Why can this file have the modified date that is newer than the current date?
What makes you think it is newer? What is your timezone?
My time zone is gmt+8.
As you can see from the screenshot, the date-time shown from the desktop (KDE) was 2024-02-14 19:42, but the modified time of that file was 2024-02-15-01:52!!! Surprised!!
As it does not show time zone, it is rather meaningless.
It is also for the gmt+8.
I see three with that time stamp… perhaps system time had not synced when created, or whatever created is using UTC…
Instead of showing a screenshot where there is missing information, you should copy-n-paste from the terminal into Preformatted Text (</> on toolbar) here.
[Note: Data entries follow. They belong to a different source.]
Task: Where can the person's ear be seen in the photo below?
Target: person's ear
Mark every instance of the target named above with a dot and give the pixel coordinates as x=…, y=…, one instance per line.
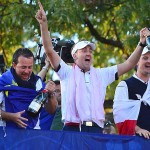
x=14, y=65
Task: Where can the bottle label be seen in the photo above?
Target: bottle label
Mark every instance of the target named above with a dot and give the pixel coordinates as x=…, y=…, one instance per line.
x=34, y=105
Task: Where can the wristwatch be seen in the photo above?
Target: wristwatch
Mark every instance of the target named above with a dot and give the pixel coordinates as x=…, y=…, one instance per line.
x=46, y=68
x=141, y=44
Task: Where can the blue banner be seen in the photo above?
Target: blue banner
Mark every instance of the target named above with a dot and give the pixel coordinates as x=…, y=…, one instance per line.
x=20, y=139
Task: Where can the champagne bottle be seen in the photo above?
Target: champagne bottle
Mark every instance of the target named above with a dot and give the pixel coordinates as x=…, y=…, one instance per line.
x=37, y=103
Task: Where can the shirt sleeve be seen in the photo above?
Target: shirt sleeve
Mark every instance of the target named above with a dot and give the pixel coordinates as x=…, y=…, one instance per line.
x=121, y=91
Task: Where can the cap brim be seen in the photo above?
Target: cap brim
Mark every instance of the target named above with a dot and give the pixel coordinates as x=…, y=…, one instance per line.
x=81, y=45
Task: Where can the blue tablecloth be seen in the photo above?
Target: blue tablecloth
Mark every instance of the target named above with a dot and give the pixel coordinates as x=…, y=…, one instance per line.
x=20, y=139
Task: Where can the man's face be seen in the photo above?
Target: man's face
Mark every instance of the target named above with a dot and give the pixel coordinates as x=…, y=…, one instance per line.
x=144, y=64
x=24, y=67
x=84, y=58
x=58, y=93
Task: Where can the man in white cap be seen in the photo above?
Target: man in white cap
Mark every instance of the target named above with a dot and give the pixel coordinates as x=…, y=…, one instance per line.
x=132, y=100
x=83, y=87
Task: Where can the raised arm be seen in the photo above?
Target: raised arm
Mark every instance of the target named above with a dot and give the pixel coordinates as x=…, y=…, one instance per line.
x=134, y=58
x=52, y=55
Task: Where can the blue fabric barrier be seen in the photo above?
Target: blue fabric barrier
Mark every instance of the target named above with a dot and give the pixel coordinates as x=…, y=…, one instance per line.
x=20, y=139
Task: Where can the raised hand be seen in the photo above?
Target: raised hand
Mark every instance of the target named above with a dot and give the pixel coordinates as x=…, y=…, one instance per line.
x=41, y=15
x=143, y=34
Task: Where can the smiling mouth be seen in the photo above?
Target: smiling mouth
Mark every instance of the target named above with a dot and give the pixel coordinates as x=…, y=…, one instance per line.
x=87, y=60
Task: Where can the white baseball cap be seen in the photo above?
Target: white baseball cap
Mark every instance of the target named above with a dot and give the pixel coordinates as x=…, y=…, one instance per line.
x=146, y=50
x=81, y=45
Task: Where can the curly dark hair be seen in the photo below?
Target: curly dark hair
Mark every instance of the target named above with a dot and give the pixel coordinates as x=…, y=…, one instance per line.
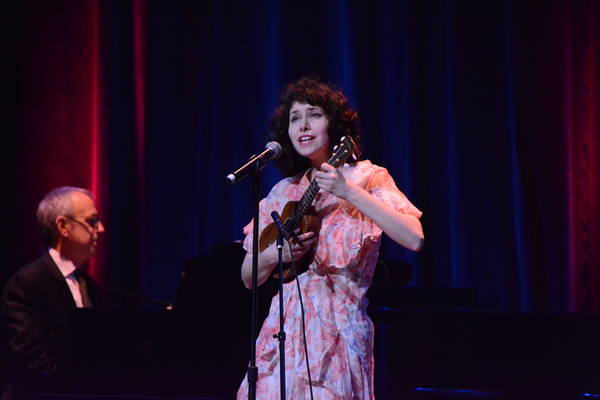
x=343, y=121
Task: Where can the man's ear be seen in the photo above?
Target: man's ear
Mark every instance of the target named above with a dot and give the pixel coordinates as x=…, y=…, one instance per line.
x=61, y=225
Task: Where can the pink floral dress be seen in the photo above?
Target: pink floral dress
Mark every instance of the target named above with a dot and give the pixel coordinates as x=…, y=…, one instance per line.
x=338, y=331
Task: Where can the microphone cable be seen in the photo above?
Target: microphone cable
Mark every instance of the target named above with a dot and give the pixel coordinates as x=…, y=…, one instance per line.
x=303, y=326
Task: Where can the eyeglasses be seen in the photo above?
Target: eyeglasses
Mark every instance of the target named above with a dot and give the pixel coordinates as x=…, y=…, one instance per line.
x=92, y=221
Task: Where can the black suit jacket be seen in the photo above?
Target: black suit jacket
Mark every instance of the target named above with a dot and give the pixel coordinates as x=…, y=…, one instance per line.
x=35, y=307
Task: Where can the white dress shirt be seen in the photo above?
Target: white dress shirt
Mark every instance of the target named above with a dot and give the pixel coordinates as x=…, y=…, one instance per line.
x=67, y=268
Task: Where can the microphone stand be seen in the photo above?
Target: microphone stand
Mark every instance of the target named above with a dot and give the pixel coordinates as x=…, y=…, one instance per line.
x=252, y=369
And be sure the copy-n-paste includes the actual command you used to list the files and the ending prompt that follows For example
:/run/systemd/journal # ll
total 8
srw-rw-rw- 1 root root 0 Feb 14 05:44 dev-log
-rw-r--r-- 1 root root 0 Feb 14 05:44 flushed
srw------- 1 root root 0 Feb 14 05:44 io.systemd.journal
-rw-r--r-- 1 root root 8 Feb 14 05:44 kernel-seqnum
-rw-r--r-- 1 root root 24 Feb 14 05:44 seqnum
srw-rw-rw- 1 root root 0 Feb 14 05:44 socket
srw-rw-rw- 1 root root 0 Feb 14 05:44 stdout
drwxr-xr-x 2 root root 980 Feb 14 08:38 streams
srw-rw-rw- 1 root root 0 Feb 14 05:44 syslog
:/run/systemd/journal #
The easiest explanation is that the system’s time or timezone was wrong at the moment the file was modified. I could see such a behavior before when something with my configured NTP server went wrong and that can lead to nasty issues that are hard to find.
… or, perhaps, it IS from the future.
After all, openSUSE is quite an advanced operating system.
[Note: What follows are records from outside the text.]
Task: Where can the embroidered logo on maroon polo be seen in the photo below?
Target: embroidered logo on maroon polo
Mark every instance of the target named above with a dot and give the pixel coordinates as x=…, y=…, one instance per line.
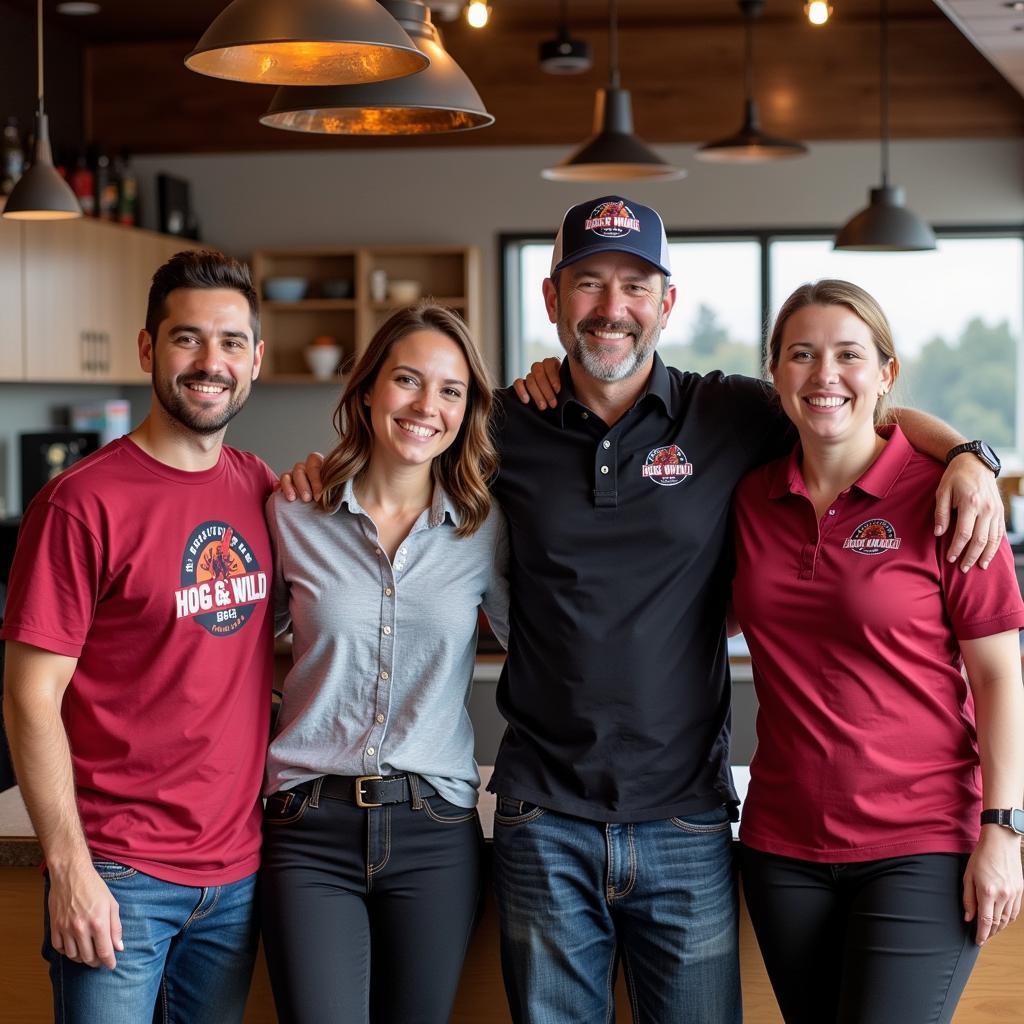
x=872, y=538
x=668, y=466
x=611, y=220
I check the file modified date again today.
And still there are same files with their modified date about the half-day ahead than the current date.
~@mypc:/run/systemd/journal> ls -ilt --full-time
46 srw-rw-rw- 1 root root 0 2024-02-16 03:40:17.879999984 +0800 dev-log
47 srw-rw-rw- 1 root root 0 2024-02-16 03:40:17.879999984 +0800 socket
48 srw-rw-rw- 1 root root 0 2024-02-16 03:40:17.879999984 +0800 stdout
~@mypc:/run/systemd/journal> date
Thu Feb 15 07:54:53 PM CST 2024
I tried to cat those files, but as you can see following, they are not existed!!!
~@mypc:/run/systemd/journal> cat socket
cat: socket: No such device or address
~@mypc:/run/systemd/journal> cat dev-log
cat: dev-log: No such device or address
~@mypc:/run/systemd/journal> cat stdout
cat: stdout: No such device or address
Oka~~ They might be really the files in the “future”.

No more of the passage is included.